Limited Partnership, LLC, or Corporation?
New business clients regularly pose the question, “What kind of business is best for me: Limited Partnership (LP), Limited Liability Company (LLC) or Corporation?” Like any good lawyer, we always say, “It depends.” There are important similarities and differences between these three types of legal entities. The right fit for your business is determined by several factors.
Most clients’ primary goal in establishing a business entity is personal Asset Protection, meaning an owner’s personal assets, like your family home, cannot be seized to satisfy a business debt or liability. Each of the three types of organizations, when properly formed and maintained, provides a business owner liability protection.
Whether forming an LP, LLC or Corporation in Wyoming, all entities are required to file Articles with the Wyoming Secretary of State to formally establish their business, as well as declaring a Registered Agent. Every Wyoming entity is thereafter required to file an Annual Report with the Wyoming Secretary of State and pay an annual fee for each entity. All Secretary of State forms, like the Articles of Incorporation and Annual Reports, are published on the Secretary of State’s website, regardless of what type of entity you declare for your company.

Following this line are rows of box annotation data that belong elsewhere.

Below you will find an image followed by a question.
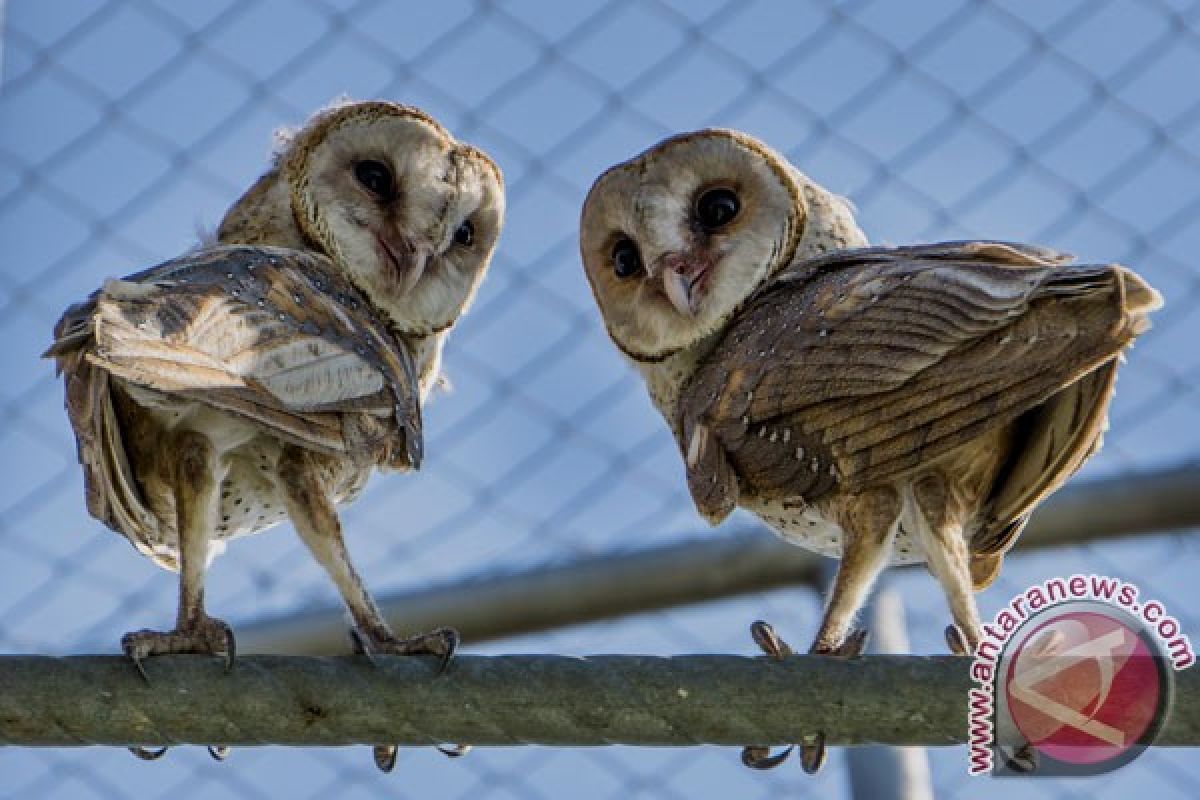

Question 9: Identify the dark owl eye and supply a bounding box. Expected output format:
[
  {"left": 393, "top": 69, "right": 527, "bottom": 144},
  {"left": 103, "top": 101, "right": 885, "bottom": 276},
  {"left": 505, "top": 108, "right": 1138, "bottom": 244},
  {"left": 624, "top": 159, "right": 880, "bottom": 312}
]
[
  {"left": 696, "top": 188, "right": 742, "bottom": 233},
  {"left": 612, "top": 239, "right": 642, "bottom": 278},
  {"left": 354, "top": 161, "right": 396, "bottom": 200},
  {"left": 454, "top": 219, "right": 475, "bottom": 247}
]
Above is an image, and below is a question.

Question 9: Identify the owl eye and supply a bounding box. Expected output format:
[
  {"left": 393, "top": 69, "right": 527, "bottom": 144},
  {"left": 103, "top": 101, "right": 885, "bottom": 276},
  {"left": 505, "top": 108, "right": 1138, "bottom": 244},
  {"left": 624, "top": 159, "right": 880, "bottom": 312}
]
[
  {"left": 454, "top": 219, "right": 475, "bottom": 247},
  {"left": 696, "top": 188, "right": 742, "bottom": 233},
  {"left": 354, "top": 160, "right": 396, "bottom": 200},
  {"left": 612, "top": 239, "right": 642, "bottom": 278}
]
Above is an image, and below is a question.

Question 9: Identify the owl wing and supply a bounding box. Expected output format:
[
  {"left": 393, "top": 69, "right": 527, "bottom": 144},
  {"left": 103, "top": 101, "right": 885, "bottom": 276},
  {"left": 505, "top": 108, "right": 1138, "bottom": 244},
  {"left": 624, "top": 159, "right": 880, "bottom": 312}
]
[
  {"left": 677, "top": 242, "right": 1160, "bottom": 548},
  {"left": 47, "top": 246, "right": 421, "bottom": 467}
]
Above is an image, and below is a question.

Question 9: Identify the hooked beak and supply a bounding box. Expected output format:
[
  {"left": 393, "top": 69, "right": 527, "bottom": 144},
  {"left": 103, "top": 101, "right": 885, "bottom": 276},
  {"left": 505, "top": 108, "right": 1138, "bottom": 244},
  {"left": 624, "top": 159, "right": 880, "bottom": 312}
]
[
  {"left": 376, "top": 234, "right": 432, "bottom": 295},
  {"left": 662, "top": 253, "right": 712, "bottom": 317}
]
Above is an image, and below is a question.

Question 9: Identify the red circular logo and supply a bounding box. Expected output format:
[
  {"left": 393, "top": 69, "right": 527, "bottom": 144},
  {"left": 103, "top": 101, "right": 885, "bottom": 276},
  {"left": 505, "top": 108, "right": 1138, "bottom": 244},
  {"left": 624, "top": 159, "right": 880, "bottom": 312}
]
[{"left": 1004, "top": 609, "right": 1166, "bottom": 765}]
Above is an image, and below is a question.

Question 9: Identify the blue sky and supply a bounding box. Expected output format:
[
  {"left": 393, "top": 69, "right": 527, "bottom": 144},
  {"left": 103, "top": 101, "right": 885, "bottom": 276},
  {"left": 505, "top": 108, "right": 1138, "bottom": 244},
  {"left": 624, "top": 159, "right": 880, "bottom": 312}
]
[{"left": 0, "top": 0, "right": 1200, "bottom": 798}]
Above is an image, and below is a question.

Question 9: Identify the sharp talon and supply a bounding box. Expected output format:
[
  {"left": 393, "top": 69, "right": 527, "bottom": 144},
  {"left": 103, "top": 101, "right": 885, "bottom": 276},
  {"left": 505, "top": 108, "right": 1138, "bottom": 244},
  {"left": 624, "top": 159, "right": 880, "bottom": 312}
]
[
  {"left": 838, "top": 628, "right": 871, "bottom": 658},
  {"left": 130, "top": 747, "right": 169, "bottom": 762},
  {"left": 946, "top": 625, "right": 967, "bottom": 656},
  {"left": 371, "top": 745, "right": 400, "bottom": 772},
  {"left": 218, "top": 624, "right": 238, "bottom": 671},
  {"left": 350, "top": 627, "right": 377, "bottom": 667},
  {"left": 434, "top": 627, "right": 460, "bottom": 675},
  {"left": 1004, "top": 742, "right": 1038, "bottom": 774},
  {"left": 437, "top": 745, "right": 473, "bottom": 758},
  {"left": 750, "top": 619, "right": 792, "bottom": 661},
  {"left": 800, "top": 733, "right": 827, "bottom": 775},
  {"left": 742, "top": 745, "right": 792, "bottom": 770}
]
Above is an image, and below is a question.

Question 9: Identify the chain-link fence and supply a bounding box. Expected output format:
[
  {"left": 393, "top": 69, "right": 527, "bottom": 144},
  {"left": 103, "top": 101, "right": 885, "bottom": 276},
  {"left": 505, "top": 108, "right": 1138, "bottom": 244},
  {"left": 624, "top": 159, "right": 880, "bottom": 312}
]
[{"left": 0, "top": 0, "right": 1200, "bottom": 799}]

Now here is where the differences start. There are really two categories of differences: (1) under Wyoming law, and (2) under federal tax law. This is often where confusion arises. What obligations does each entity have under State law and the Federal tax designations? For example, you can be an LLC under state law, but be taxed as Corporation (C-Corp) under Federal law.
LLC
LLCs work great for a single owner or for many owners. An LLC requires an Operating Agreement (your business playbook), but doesn’t have to have annual meetings, and the organizational structure can be much looser than a corporation. LLCs are often the right choice for small start-ups with a solid structure and low maintenance obligations, family businesses, and estate planning tools.
Corporation
A Corporation works great for a single owner, as well, however, a corporation has further requirements such as: Bylaws, maintaining a board of directors, and electing corporate officers (example, president, secretary, treasurer). Corporations are required to have an annual meeting of the Officers and keep Minutes of annual meetings in the Corporate Records. For many small businesses, the extra work doesn’t make sense, and if neglected, you risk losing your personal asset protection.
Limited Partnership
Limited Partnerships are best suited for husbands and wives or siblings. A Limited Partnership does not need a written partnership agreement (to be clear, we would not advise you to go without one) and partnerships don’t have to have partner meetings (although communicating with your partners is good practice).
The basic differences on the federal (tax) side has to do with how the entity will be taxed and how owners are paid from the business. There are three ways a business can be taxed under federal law: (1) a disregarded entity; (2) an S-Corporation; or (3) a C-Corporation.
The disregarded entity means income or loss of the business is passed through to the owners and reported on a personal tax return (the business sends you a K-1). The income or loss will be reported on your personal tax return, regardless of whether you distribute any income out of the business.
The S-Corp is a hybrid of pass through taxation, but also allows owners to be W-2 employees of the business, meaning an owner’s income from the business can be split between distributions (regular income) and wages (a business expense which reduces pass-through income to the owner, but is subject to employment taxes).
For C-Corporations, there is no pass-through of company profit and loss to the owners. Instead, the business is taxed on its profits at corporate tax rates. The business carries its own losses and then owners are taxed on any dividends(distributions) or wages separately. Federal law determines which federal tax elections your business (regardless of entity type under state law) will be eligible to elect, but in most cases, the decision boil down to how many separate owners there are of the business and how many employees the business has.